Shira Hirschman Weiss, an Orthodox-Jewish mother and writer, took to the pages of the Huffington Post to vent her frustration at the ever-rising cost of raising a Jewish family – especially the astronomical cost of tuition:
She did not intend to become the heretic of the checkout line. But as she watches her food bill skyrocket, Deborah feels compelled to make snarky remarks. “Why bother eating kosher?” she asks those behind her. The patrons tut-tut in agreement and discuss how expensive kosher food has become, and on top of the “tuition crisis” — the exorbitant expense of Jewish day schools — how can anyone afford to shop in Glatt markets? But the reality is: the price of kosher is the least of it.
“For the record, most items with a kosher certification are not more expensive,” says Menachem Lubinsky, an authority on the kosher food industry, CEO of Lubicom Consulting and Founder of Kosherfest, “What are more costly are the specifically produced kosher foods that require extra kosher certification, particularly in meat and dairy. Prices may be 10 percent to 20 percent higher than non-kosher items.” He adds that despite higher fuel and commodity prices in recent times, costs of most kosher ethnic foods have either stayed the same or gone up by no more than 3 percent to 5 percent.
Lubinsky’s information confirms that the cost of kosher food is nothing when compared to the exorbitance of Jewish day school tuition.
Deborah is a young mother who is paying $16,000 per year for one of her children to attend a Jewish day school. She asked that I change her name for this article because, as she phrases it, she feels “priced out” of her religion. However, she’s determined to figure out this problem because she loves Judaism, she is spiritually connected to every facet of her Modern Orthodox lifestyle, and she should not have to feel this way about costs.
When I ask a tuition-paying friend of mine if she feels stressed by religion, she replies “I don’t feel stressed. As a matter of fact, religion is my oasis from stress. The cost of Jewish day school is not a product of our religion, rather a malady of sorts that we as a community need to work together to cure. The Torah tells us that for every illness, the cure is already provided — we just need to work together to find it.”

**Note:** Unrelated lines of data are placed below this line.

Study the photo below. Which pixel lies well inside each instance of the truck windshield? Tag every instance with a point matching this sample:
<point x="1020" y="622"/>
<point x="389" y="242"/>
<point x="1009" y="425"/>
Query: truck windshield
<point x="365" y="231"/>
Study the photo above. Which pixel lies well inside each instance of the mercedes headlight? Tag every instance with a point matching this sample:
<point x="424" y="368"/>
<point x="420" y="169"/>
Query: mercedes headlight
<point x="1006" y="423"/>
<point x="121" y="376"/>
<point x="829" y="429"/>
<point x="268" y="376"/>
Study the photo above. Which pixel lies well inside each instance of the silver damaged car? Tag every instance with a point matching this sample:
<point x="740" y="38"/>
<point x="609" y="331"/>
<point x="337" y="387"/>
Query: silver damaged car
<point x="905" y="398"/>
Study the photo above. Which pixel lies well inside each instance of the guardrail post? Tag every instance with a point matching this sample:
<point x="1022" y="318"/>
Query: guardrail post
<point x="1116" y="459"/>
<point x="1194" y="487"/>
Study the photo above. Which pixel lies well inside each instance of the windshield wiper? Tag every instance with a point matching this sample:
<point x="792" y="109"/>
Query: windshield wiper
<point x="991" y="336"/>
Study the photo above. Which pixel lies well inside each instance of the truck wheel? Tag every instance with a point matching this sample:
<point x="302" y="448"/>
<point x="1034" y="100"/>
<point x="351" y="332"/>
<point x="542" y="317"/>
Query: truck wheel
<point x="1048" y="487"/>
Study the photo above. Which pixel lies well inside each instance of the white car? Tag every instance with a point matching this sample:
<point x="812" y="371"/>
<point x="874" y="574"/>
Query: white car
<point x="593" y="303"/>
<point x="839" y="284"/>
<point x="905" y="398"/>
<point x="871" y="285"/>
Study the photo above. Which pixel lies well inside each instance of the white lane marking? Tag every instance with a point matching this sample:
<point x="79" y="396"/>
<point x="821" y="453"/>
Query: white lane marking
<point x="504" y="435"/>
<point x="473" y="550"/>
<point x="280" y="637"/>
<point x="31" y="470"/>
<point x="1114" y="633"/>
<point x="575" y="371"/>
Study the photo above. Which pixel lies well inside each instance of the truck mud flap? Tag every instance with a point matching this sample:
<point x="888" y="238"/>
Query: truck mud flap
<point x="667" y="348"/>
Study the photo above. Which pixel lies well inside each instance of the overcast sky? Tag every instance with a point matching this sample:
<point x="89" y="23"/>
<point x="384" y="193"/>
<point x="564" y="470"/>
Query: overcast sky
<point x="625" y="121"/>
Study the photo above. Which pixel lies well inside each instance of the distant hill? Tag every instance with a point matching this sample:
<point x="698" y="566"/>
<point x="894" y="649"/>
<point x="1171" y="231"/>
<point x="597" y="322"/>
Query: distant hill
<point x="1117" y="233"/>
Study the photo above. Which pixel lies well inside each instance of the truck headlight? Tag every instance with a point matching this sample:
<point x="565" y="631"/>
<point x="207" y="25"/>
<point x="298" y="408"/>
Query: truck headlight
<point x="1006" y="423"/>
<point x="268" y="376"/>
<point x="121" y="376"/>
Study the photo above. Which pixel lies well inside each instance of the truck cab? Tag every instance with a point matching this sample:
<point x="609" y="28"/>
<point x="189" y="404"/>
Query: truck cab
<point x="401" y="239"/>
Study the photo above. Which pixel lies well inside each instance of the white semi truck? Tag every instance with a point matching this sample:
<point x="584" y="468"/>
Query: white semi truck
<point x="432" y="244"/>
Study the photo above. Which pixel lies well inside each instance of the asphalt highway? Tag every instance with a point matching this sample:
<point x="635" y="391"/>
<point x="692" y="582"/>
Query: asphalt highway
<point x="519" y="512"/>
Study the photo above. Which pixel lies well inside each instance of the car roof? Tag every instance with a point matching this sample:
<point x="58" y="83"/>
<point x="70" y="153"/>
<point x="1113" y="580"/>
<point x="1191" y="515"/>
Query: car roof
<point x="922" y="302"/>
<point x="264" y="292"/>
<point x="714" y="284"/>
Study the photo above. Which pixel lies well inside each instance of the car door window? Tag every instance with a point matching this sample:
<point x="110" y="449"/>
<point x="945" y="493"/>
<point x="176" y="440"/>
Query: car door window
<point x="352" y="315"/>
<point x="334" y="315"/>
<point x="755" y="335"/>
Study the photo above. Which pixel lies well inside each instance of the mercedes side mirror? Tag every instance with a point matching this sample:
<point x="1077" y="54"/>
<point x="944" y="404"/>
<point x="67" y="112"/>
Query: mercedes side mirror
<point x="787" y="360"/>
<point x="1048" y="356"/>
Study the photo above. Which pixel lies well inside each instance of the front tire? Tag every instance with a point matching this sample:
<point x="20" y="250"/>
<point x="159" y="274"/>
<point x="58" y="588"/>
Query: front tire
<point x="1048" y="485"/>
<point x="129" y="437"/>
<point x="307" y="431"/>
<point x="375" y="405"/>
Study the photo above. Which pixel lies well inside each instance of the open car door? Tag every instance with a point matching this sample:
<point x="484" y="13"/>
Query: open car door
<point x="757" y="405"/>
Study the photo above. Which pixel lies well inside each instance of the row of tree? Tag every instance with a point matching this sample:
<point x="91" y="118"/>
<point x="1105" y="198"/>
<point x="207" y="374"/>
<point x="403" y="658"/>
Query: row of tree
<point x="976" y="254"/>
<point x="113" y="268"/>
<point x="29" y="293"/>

Rabbi Saul Zucker of the Orthodox Union explains that “the average price of Jewish day school tuition for grades K-12 is $15,000 per year (as compared to the average Catholic school tuition of $3,383, according to NCEA). For four children that would mean $60,000 per year post taxes, which indicates that one would have to earn approximately $200,000 per year (the top 3 percent of earners in this country) justto support their children’s education.”
Zucker says that Jewish day schools aim to provide the very best possible education, with fine arts curricula, the newest in technology, stellar guidance counseling services, after school programming and other “frills,” but that the model is “unsustainable” in the long run. That is why many are seeking other solutions.